今でこそ、配下であるバエル達と交流を持ってハーレム状態なのだが赤の他人と1から始めるとなると途方もない苦労が発生するな。
しかも部族も1つや2つではなく、20以上の部族が国の中の思い思いの場所に本拠地を築いて暮らしているのだ。

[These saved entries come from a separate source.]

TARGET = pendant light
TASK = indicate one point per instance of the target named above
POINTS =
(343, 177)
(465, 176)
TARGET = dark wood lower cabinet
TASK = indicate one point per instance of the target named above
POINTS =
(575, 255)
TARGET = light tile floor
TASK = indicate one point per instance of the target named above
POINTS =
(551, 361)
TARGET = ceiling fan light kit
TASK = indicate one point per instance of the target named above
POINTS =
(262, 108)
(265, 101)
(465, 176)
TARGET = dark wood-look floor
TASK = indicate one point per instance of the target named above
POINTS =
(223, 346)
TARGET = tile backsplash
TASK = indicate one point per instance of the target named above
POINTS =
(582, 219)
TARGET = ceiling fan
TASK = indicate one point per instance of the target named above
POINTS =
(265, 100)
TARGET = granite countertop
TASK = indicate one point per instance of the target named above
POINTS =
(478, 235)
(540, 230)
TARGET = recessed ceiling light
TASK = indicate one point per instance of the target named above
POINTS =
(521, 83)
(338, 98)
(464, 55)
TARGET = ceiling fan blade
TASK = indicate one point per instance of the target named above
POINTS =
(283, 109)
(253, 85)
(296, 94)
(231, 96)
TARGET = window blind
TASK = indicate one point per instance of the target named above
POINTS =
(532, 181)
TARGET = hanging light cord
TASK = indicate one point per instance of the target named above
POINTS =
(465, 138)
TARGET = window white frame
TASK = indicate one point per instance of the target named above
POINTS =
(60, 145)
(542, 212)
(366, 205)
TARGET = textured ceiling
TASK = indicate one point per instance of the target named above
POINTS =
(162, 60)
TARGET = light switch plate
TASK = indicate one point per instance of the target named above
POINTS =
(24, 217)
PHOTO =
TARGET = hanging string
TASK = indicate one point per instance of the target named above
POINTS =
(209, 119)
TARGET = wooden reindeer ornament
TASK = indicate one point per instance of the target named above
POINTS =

そこから1人ずつ、子女を俺に渡すとしても最低でも20人以上になる。
本来ならば喜ぶべき問題なのだが、先客としてバエル達72柱の他にズライグとグイペルがいるため、これ以上に嫁が増えると腎虚で倒れてしまうかもしれない。
(何だろう、うれしい問題なのに全く喜べない)
俺がどうやって断ろうかと考えていると、
「という事でよろしくなぁ~、ハデス」
「え?ちょ・・・」
と、勝手にリクトが俺に任せて部屋を出て行ってしまった。
そして、他の部族長の人達も俺に声を掛けてからぞろぞろと出て行ってしまい、残されたのは俺と子女達だけになった。
その後、彼女達の話を聞くと家族と相談し合って決断したと言い張っているが彼女達もまた見合い結婚の犠牲者なのだろうと思い、説得させるために今日はダンジョンに止めさせる事にした。
俺は、国の頂点に立つのも楽じゃない事を思い知った瞬間でもあった。